Quel est le dénominateur commun des mensonges qui blessent et détruisent les relations humaines?

C’est la volonté délibérée de tromper autrui sur des points importants. On distingue le mensonge par action (déclaration inexacte et flagrante) et le mensonge par omission (dissimulation d’informations). Les « oublis » les plus fréquents concernent les aventures extraconjugales, l’existence d’un enfant illégitime, les difficultés financières, un casier judiciaire chargé, une maladie psychique ou sexuellement transmissible, un cas de suicide dans la famille.
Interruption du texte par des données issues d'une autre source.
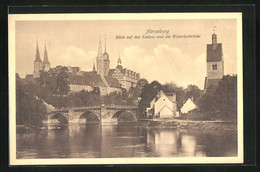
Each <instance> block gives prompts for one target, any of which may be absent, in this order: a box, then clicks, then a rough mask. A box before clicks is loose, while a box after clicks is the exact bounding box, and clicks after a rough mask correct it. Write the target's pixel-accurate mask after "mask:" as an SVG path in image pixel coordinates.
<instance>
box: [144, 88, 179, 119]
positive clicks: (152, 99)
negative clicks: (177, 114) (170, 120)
mask: <svg viewBox="0 0 260 172" xmlns="http://www.w3.org/2000/svg"><path fill="white" fill-rule="evenodd" d="M146 112H147V117H148V118H151V117H152V118H174V117H176V115H177V114H178V113H177V103H176V93H164V92H163V91H162V90H161V91H160V92H159V93H158V94H157V95H156V96H155V97H154V98H153V99H152V101H151V102H150V107H149V108H147V109H146Z"/></svg>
Quel que soit le type de mensonge, il permet au menteur d’être le seul à savoir ce qui se passe vraiment, ce qui lui donne un pouvoir sur son conjoint. Ce dernier, privé d’informations importantes, ne peut prendre les décisions adéquates en connaissance de cause (« dois-je l’épouser? », « dois-je rester avec lui? », « dois-je me protéger sur le plan affectif ou financier? »).

Certains mensonges sont très subtils et ceux qui les distillent si habiles que des femmes peuvent se torturer pendant des années en se demandant si leur compagnon les mène en bateau ou si ce sont elles qui interprètent mal ses propos. Le mystificateur sait se montrer inventif. S’il se sent acculé, il recourt volontiers au démenti ou à la confession. « Son objectif, écrit Susan Forward, est de vous amener à accepter ses explications, à les croire, à reculer, à abandonner l’affrontement et à retourner au statu quo qui lui convenait pleinement. » Les techniques sont variées. Il y a celui qui se montre si catégorique, si indigné qu’on mette en doute sa bonne foi, que sa partenaire finit par se sentir coupable d’avoir éprouvé des soupçons. Il y a celui qui, les yeux embués de larmes, s’exclame: « Je suis tellement blessé que tu puisses douter de moi! Je croyais que nous avions confiance l’un dans l’autre. Comment peux-tu penser que je ferais une chose pareille? » Merveilleux retour de situation, comme le remarque l’auteur: ce n’est plus lui qui vous blesse par ses mensonges, c’est vous qui lui faites mal en laissant votre suspicion jeter une ombre sur les bons côtés de votre relation!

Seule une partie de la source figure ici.